El caos en los negocios inmobiliarios en Cuba es monumental. Según consta en actas de propiedades revisadas, el precio de una vivienda de tres habitaciones, cocina, baño y terraza, construido antes de 1959, suele fluctuar entre 5 y 8.000 pesos, cantidades que equivalen a 220 y 350 dólares. Un precio demasiado barato para un apartamento.

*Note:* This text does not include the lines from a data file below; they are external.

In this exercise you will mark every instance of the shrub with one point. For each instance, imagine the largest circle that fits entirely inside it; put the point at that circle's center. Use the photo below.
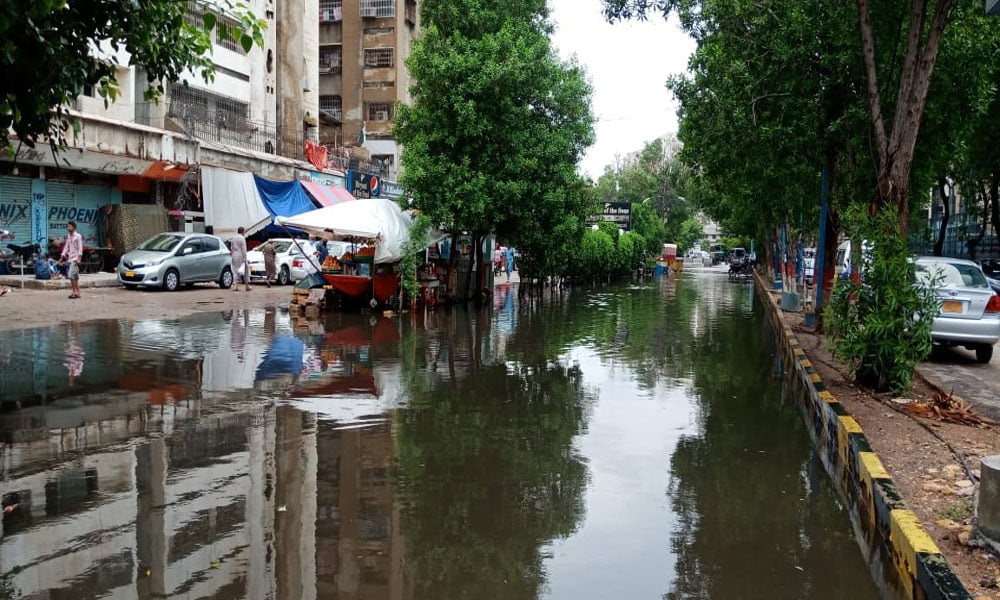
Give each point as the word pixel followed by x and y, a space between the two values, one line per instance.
pixel 881 325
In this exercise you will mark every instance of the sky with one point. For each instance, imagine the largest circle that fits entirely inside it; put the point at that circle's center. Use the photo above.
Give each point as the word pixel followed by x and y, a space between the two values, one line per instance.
pixel 628 64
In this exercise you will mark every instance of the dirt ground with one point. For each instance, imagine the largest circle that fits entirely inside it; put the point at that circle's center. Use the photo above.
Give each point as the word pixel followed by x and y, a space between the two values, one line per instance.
pixel 934 464
pixel 22 308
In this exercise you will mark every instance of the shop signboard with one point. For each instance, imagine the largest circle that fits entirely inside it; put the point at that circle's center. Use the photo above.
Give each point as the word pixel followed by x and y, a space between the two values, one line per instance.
pixel 391 190
pixel 619 213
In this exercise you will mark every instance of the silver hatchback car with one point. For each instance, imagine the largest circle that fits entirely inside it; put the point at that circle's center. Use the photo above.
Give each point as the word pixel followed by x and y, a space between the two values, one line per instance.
pixel 970 310
pixel 172 259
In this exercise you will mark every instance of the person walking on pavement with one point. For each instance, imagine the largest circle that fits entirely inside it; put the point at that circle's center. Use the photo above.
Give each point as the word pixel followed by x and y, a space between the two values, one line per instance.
pixel 270 264
pixel 238 256
pixel 509 260
pixel 71 254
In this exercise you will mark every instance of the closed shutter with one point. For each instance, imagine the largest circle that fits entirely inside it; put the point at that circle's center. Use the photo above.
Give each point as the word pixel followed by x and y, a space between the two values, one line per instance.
pixel 89 199
pixel 61 198
pixel 15 208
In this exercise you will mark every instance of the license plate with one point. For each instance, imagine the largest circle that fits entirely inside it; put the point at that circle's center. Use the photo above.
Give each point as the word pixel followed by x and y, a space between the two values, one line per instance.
pixel 951 306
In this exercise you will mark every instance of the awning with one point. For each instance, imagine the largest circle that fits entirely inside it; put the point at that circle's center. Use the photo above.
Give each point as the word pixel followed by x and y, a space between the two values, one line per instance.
pixel 231 201
pixel 283 198
pixel 327 195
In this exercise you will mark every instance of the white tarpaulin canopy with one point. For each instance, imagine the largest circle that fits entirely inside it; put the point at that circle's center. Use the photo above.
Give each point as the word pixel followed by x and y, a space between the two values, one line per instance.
pixel 374 218
pixel 232 201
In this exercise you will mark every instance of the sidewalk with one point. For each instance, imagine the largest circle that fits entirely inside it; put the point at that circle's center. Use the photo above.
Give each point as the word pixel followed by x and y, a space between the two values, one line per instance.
pixel 28 281
pixel 955 371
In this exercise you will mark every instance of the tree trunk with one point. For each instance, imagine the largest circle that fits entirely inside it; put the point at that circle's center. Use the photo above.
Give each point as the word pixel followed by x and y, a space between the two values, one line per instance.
pixel 473 261
pixel 984 197
pixel 452 261
pixel 895 151
pixel 945 217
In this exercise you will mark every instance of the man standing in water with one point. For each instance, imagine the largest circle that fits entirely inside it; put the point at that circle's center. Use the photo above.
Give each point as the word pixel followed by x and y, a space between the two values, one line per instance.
pixel 72 253
pixel 238 255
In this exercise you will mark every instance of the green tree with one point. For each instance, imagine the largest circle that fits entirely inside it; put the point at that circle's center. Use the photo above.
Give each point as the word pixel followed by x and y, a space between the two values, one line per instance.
pixel 496 127
pixel 48 57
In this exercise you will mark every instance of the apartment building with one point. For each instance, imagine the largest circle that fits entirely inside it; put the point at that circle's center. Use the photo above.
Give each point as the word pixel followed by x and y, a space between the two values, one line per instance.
pixel 363 46
pixel 254 116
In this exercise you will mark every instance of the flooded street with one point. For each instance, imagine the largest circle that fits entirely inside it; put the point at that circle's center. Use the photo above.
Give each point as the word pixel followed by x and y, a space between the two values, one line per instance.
pixel 630 442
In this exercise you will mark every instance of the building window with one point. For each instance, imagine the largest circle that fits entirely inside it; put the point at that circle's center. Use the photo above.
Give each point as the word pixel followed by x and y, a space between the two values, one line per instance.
pixel 378 111
pixel 378 8
pixel 378 57
pixel 386 162
pixel 331 105
pixel 411 12
pixel 331 11
pixel 227 35
pixel 330 59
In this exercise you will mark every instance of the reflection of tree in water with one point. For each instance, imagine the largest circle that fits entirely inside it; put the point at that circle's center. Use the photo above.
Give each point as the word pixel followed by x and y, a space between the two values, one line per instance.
pixel 486 472
pixel 734 485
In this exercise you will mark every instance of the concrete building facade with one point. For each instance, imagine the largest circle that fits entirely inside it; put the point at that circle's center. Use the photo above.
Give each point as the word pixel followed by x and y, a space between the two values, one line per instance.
pixel 363 47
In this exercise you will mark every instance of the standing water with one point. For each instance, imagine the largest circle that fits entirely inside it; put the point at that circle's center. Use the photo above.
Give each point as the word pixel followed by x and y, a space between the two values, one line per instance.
pixel 627 443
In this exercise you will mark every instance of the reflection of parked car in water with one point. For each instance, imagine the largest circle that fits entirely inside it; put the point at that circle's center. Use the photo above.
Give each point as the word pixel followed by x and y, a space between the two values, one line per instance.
pixel 172 259
pixel 970 310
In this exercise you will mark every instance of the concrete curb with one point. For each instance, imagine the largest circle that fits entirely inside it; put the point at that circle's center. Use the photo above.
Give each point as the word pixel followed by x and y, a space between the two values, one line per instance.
pixel 86 281
pixel 894 542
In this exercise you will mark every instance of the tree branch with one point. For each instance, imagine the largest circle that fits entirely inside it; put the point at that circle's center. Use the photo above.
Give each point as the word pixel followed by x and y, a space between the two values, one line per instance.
pixel 871 73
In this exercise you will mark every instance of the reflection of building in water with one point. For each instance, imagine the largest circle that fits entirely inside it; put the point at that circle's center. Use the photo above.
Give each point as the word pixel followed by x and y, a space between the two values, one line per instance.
pixel 359 551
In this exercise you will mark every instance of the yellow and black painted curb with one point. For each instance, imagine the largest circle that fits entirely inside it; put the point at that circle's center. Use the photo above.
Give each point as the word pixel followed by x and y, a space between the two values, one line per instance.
pixel 893 539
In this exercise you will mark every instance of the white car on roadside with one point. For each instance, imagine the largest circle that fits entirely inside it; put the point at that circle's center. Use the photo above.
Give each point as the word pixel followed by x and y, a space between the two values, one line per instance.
pixel 285 253
pixel 969 309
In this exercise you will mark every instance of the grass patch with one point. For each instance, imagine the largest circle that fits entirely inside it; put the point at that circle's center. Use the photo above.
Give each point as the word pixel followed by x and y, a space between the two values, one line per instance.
pixel 959 511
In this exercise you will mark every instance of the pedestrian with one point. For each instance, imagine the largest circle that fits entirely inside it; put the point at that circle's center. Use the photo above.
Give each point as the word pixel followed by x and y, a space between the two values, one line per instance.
pixel 497 260
pixel 238 256
pixel 270 266
pixel 71 254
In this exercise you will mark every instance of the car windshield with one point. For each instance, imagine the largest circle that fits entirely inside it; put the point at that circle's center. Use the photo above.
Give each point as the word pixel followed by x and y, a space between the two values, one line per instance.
pixel 164 242
pixel 953 274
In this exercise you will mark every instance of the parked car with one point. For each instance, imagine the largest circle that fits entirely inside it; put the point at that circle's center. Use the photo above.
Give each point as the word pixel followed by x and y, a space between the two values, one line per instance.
pixel 172 259
pixel 970 309
pixel 285 252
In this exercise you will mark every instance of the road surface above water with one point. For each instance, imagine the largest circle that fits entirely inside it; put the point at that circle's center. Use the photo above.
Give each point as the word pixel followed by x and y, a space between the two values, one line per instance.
pixel 631 442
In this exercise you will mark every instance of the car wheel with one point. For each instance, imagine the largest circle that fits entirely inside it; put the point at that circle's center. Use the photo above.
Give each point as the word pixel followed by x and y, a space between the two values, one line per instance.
pixel 984 353
pixel 226 279
pixel 171 280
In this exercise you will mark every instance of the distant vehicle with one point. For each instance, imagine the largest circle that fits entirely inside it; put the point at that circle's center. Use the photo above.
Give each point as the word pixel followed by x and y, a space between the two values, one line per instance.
pixel 172 259
pixel 970 309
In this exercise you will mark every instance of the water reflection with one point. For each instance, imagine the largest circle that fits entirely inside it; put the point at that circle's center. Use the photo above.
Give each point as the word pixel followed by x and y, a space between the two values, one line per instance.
pixel 619 443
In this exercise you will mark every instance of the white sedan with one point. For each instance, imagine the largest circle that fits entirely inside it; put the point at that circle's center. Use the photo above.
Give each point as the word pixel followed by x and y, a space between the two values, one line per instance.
pixel 285 252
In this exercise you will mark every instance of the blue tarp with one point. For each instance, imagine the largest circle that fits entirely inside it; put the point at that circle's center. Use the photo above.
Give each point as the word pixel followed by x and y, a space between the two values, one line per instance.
pixel 283 198
pixel 284 356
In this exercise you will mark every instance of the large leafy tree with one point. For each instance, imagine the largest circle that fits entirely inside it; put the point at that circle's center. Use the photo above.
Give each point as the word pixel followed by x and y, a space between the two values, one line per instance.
pixel 496 127
pixel 50 50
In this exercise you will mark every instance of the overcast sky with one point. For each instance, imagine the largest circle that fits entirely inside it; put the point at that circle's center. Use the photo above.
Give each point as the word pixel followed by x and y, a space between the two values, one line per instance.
pixel 628 64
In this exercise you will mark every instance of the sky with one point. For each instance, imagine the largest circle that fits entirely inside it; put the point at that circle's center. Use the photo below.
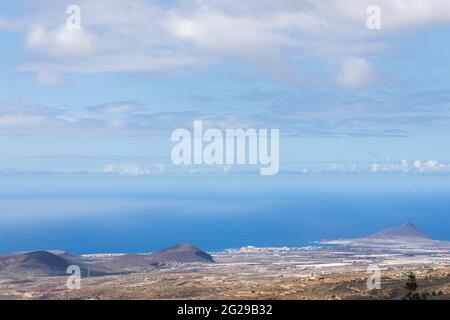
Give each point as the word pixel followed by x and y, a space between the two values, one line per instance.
pixel 106 97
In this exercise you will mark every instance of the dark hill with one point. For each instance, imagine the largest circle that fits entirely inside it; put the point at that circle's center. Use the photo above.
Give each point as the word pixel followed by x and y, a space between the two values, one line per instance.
pixel 42 264
pixel 184 252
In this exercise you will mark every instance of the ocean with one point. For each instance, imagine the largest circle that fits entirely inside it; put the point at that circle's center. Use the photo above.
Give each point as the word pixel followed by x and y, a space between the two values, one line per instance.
pixel 84 213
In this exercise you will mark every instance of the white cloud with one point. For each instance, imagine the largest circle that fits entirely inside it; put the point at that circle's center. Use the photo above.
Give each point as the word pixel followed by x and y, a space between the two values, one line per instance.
pixel 356 73
pixel 60 41
pixel 49 77
pixel 149 36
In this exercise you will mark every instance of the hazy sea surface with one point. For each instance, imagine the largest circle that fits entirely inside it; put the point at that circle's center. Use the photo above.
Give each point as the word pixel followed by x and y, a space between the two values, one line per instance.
pixel 101 213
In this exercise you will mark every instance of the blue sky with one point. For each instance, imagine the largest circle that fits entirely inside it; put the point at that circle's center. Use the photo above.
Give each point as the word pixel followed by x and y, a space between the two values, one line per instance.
pixel 137 70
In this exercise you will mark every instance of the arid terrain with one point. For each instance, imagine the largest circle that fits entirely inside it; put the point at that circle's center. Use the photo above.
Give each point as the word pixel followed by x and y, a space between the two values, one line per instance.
pixel 321 271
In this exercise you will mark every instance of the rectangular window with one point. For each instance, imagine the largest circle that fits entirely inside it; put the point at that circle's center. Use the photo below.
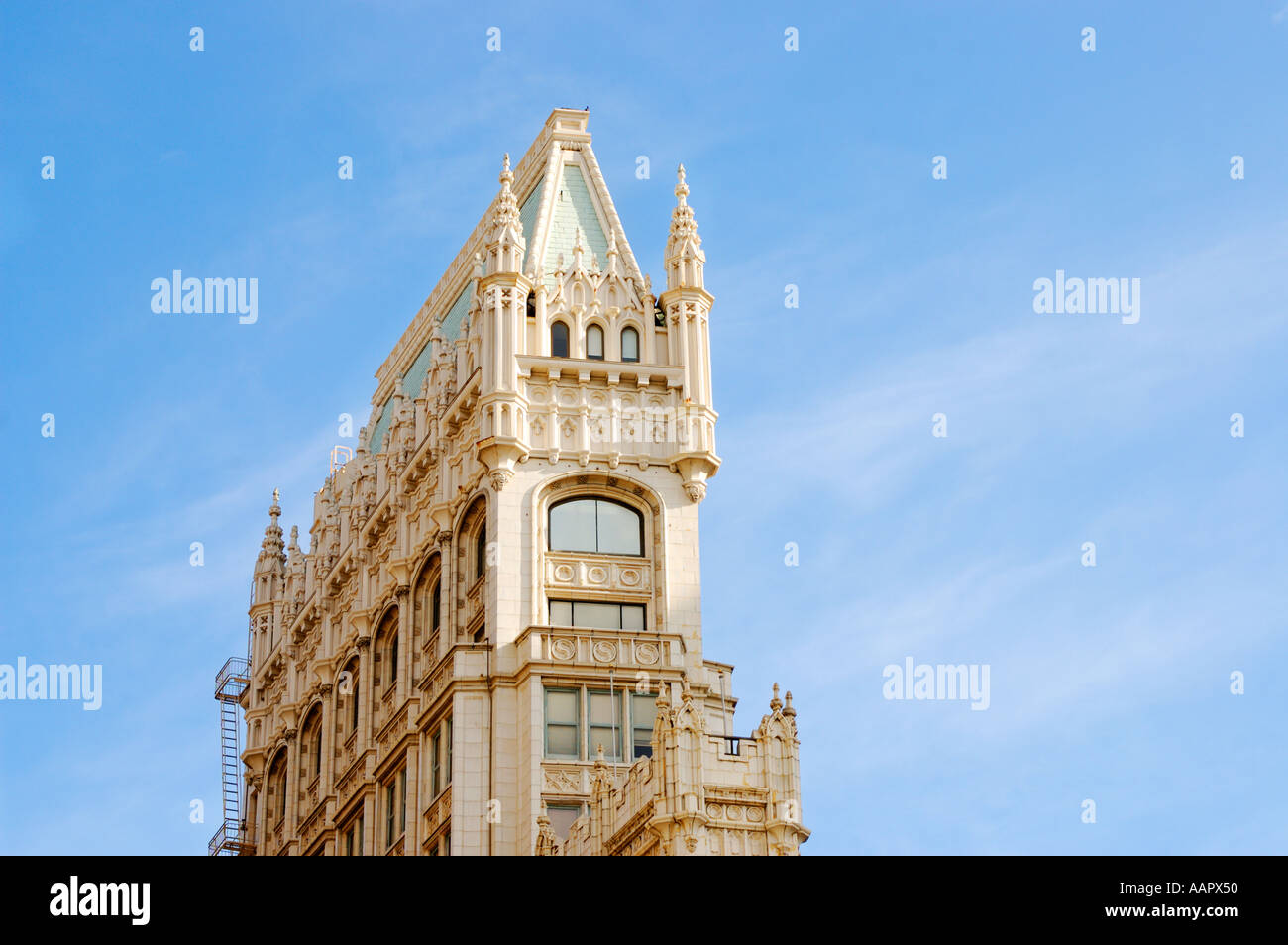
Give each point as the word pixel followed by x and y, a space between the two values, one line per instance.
pixel 390 799
pixel 572 527
pixel 402 793
pixel 643 712
pixel 434 777
pixel 447 735
pixel 596 615
pixel 605 725
pixel 563 722
pixel 562 817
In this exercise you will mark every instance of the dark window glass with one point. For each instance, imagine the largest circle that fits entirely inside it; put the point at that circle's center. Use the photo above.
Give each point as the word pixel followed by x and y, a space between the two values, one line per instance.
pixel 562 722
pixel 559 340
pixel 572 527
pixel 643 712
pixel 592 524
pixel 605 724
pixel 561 613
pixel 587 613
pixel 434 774
pixel 390 797
pixel 618 529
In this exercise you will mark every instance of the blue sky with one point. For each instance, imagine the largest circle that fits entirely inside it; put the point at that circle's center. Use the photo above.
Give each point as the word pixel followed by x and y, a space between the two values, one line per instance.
pixel 810 167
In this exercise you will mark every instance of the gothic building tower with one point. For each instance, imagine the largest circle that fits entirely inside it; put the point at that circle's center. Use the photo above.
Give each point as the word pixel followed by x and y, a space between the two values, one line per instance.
pixel 493 644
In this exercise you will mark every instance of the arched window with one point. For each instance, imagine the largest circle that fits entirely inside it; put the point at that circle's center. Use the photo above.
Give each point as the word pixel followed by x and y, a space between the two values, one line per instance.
pixel 559 340
pixel 436 606
pixel 595 343
pixel 277 782
pixel 481 551
pixel 596 524
pixel 630 344
pixel 386 653
pixel 347 696
pixel 310 746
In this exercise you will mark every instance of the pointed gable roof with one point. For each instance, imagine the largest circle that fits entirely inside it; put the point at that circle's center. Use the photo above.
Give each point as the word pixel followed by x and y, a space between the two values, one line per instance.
pixel 559 159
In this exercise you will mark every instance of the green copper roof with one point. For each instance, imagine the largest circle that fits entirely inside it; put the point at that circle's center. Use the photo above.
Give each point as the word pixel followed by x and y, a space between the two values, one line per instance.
pixel 415 374
pixel 377 432
pixel 528 219
pixel 456 314
pixel 575 207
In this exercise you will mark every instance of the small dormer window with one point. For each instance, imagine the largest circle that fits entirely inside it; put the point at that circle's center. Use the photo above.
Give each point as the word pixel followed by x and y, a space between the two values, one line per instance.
pixel 630 344
pixel 558 340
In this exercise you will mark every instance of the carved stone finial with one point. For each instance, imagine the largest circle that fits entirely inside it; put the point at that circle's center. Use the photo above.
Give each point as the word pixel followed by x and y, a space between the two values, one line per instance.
pixel 696 492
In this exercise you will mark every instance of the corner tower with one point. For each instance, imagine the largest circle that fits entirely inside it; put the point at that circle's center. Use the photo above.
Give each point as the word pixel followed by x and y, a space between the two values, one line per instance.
pixel 493 644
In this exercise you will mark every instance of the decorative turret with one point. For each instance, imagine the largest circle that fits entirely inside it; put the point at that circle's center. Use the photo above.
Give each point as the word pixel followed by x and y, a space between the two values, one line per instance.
pixel 501 297
pixel 684 255
pixel 687 306
pixel 506 244
pixel 271 550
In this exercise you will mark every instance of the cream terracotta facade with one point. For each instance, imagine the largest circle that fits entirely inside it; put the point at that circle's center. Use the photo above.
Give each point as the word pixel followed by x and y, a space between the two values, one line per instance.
pixel 384 716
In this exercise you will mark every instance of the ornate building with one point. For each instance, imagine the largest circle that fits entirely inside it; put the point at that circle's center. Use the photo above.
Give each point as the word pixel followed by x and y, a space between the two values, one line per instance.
pixel 493 644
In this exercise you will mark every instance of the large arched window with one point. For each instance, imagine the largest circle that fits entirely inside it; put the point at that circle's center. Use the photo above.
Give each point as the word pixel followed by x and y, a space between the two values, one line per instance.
pixel 630 344
pixel 436 606
pixel 559 340
pixel 347 696
pixel 310 746
pixel 595 343
pixel 386 653
pixel 596 524
pixel 277 785
pixel 481 551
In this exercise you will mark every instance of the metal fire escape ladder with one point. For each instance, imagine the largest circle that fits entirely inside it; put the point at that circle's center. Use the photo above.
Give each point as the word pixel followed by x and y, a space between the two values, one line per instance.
pixel 230 683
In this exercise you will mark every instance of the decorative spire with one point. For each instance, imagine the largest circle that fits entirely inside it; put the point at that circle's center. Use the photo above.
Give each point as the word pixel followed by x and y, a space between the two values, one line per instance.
pixel 505 252
pixel 612 252
pixel 684 255
pixel 578 249
pixel 271 550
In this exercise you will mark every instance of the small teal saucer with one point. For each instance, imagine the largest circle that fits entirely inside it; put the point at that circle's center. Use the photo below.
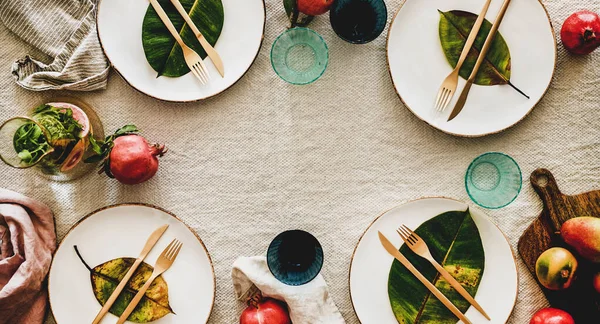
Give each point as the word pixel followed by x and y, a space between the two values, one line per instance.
pixel 493 180
pixel 299 56
pixel 295 257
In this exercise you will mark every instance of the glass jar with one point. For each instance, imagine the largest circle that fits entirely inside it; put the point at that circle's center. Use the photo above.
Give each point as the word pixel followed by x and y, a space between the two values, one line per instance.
pixel 55 140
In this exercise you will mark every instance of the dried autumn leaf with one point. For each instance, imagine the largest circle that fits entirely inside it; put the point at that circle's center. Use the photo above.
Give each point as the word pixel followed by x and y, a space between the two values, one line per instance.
pixel 106 276
pixel 454 241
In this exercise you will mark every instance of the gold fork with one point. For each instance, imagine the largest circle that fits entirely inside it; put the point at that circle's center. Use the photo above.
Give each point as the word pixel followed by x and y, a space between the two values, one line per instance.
pixel 448 87
pixel 417 245
pixel 164 262
pixel 192 59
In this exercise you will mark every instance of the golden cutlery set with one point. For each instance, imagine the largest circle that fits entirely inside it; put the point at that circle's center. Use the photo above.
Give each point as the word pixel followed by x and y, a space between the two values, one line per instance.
pixel 192 59
pixel 163 263
pixel 419 247
pixel 449 85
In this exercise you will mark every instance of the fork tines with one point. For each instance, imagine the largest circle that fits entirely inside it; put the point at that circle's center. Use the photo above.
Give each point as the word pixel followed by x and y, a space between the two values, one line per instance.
pixel 200 71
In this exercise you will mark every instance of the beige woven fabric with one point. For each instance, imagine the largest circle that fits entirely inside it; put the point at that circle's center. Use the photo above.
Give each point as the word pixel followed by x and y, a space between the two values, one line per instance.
pixel 266 156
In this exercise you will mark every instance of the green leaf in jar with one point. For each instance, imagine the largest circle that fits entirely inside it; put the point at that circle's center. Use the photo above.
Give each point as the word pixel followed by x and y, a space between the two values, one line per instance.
pixel 454 241
pixel 162 52
pixel 106 276
pixel 454 28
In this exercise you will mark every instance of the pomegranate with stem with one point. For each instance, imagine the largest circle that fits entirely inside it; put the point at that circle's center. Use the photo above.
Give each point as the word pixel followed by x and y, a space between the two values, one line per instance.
pixel 265 311
pixel 580 33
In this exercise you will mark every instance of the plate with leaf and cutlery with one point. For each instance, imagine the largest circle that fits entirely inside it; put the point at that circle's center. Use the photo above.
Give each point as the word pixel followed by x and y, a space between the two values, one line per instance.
pixel 181 50
pixel 433 260
pixel 471 67
pixel 131 262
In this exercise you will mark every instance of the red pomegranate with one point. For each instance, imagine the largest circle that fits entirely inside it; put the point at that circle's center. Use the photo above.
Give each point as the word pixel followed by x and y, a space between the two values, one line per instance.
pixel 265 311
pixel 596 281
pixel 314 7
pixel 580 33
pixel 551 316
pixel 133 160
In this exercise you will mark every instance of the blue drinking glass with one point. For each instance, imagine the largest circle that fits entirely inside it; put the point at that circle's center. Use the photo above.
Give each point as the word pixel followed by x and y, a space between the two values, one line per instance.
pixel 358 21
pixel 299 56
pixel 493 180
pixel 295 257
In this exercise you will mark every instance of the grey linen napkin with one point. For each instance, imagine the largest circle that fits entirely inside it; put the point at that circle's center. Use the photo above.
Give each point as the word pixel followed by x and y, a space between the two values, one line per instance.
pixel 64 30
pixel 308 304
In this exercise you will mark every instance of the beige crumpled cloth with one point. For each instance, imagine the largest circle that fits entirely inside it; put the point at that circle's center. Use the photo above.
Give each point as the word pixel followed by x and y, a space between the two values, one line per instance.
pixel 28 242
pixel 308 304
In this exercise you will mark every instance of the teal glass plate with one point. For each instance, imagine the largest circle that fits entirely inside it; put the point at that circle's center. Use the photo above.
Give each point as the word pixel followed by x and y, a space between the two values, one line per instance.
pixel 493 180
pixel 299 56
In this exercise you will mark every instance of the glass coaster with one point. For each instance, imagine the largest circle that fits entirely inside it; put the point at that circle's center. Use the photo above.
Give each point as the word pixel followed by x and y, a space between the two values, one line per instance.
pixel 358 21
pixel 295 257
pixel 493 180
pixel 299 56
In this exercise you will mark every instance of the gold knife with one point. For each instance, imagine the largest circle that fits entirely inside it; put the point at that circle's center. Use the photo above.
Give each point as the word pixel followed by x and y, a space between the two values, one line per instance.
pixel 210 51
pixel 486 46
pixel 396 254
pixel 154 237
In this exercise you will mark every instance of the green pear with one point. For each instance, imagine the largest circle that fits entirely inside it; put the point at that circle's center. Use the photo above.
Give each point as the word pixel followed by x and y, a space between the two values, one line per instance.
pixel 583 234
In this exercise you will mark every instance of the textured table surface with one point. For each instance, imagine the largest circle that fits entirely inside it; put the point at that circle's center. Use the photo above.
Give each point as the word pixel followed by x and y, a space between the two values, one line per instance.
pixel 328 158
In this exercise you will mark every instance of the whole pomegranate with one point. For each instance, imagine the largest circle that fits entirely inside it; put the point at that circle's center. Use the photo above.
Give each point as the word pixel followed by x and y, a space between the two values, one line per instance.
pixel 314 7
pixel 580 33
pixel 133 160
pixel 127 156
pixel 551 316
pixel 265 311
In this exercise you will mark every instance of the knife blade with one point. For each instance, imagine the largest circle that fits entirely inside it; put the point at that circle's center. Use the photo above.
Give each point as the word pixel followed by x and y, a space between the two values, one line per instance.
pixel 391 249
pixel 210 51
pixel 484 49
pixel 154 237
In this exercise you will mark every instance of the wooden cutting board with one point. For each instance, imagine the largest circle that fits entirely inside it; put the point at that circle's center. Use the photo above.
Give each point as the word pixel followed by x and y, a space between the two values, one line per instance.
pixel 580 300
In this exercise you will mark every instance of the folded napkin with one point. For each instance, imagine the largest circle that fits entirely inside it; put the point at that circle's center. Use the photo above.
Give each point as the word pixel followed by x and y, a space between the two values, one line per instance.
pixel 28 241
pixel 308 304
pixel 64 30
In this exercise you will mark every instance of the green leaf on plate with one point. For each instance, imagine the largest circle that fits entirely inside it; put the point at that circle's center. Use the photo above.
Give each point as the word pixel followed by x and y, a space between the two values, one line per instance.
pixel 106 276
pixel 454 242
pixel 162 51
pixel 454 29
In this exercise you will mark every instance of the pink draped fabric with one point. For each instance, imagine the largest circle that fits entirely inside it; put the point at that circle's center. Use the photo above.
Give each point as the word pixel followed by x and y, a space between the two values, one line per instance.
pixel 28 242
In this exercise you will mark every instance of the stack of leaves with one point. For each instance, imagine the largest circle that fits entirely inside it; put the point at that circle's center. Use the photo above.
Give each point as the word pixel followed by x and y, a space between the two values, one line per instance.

“Esos precios se determinaron en la etapa que Cuba recibía subsidios millonarios de la antigua URSS y el banco, artificialmente, equiparaba uno por uno al peso contra el dólar. Después llegó la crisis económica convoyada con una altísima inflación y devaluación de la moneda. Entonces en la compra y venta de casas comenzó a decidir el valor del dólar primero y luego el del peso cubano convertible. Fue cuando los precios se dispararon. Como referente se tomaban los precios inmobiliarios en América Latina y Europa, pero al no existir un marco regulatorio adecuado, ni el otorgamiento de créditos bancarios que posibilitaran la adquisición de inmuebles, los vendedores situaban cifras descabelladas para el contexto cubano”, indica un funcionario del Instituto de Vivienda.
Los precios de residencias en las zonas habaneras más cotizadas, como El Vedado, Nuevo Vedado, Casino Deportivo o Miramar, pueden fluctuar entre el medio millón y tres millones de dólares. Y el pago es al contado.
La gran brecha
Según Orestes, arquitecto jubilado, “existe una brecha abismal entre los salarios promedios en Cuba y el precio de venta de cualquier morada. Incluso, una habitación en una cuartería (casa de vecindad) no baja de 3.000 dólares. Y el salario de la mayoría no supera los 30 dólares. Es una locura. A eso súmale que son casas que no están en óptimo estado constructivo. Casi siempre el comprador debe invertir varios miles de dólares en su remodelación”.
Pero el problema de la vivienda en Cuba va mucho más allá de los precios absurdos del extravagante mercado inmobiliario local. En la última sesión del monocorde parlamento, la propia autocracia verde olivo reconoció que existe un déficit de 880.000 viviendas en la Isla.
“Creo que el déficit es mayor, porque muchas parejas jóvenes, si pudieran, vivirían sin sus padres. De acuerdo a mis cálculos, el déficit real de viviendas en el país supera el millón y medio. Y no se ve una salida. El Estado solo está construyendo de 2.000 a 3.000 viviendas anuales. Y los ciudadanos, con esfuerzo propio, no construyen más de 16.000 casas cada año”, subraya el funcionario.
Las viviendas que edifica el Gobierno son una auténtica chapuza. Si usted visita una urbanización en fase constructiva al borde de la autopista nacional, en San Miguel del Padrón, al sureste de la capital, observará pisos sin baldosas, pasos de escaleras ausentes, ventanas mal coladas, filtraciones en techos y paredes, entre otras chambonadas.
“Las casas están a medio construir y tienen un montón de defectos. Aceptamos recibir los apartamentos de esa manera por la sencilla razón llevamos 15 y hasta 20 años, residiendo en albergues colectivos, donde las condiciones de vida son aún peores”, dice Zoraida, ama de casa.
Fidel Castro prometió acabar con el problema de la vivienda en Cuba. Contrató plantas de piezas prefabricadas en la antigua Yugoslavia, creó cientos de empresas de materiales de la construcción y aseguró que la Isla podía edificar 100.000 viviendas por año. Pero ha llovido bastante desde aquella promesa y de la etapa de la Cuba soviética.
Hoy, cuando en el país existe un capitalismo corporativo de Estado, los gobernantes no cuentan con una estrategia en la mesa para paliar el déficit habitacional. Son las familias las que deben buscar sus propias soluciones. Es el sálvese quien pueda.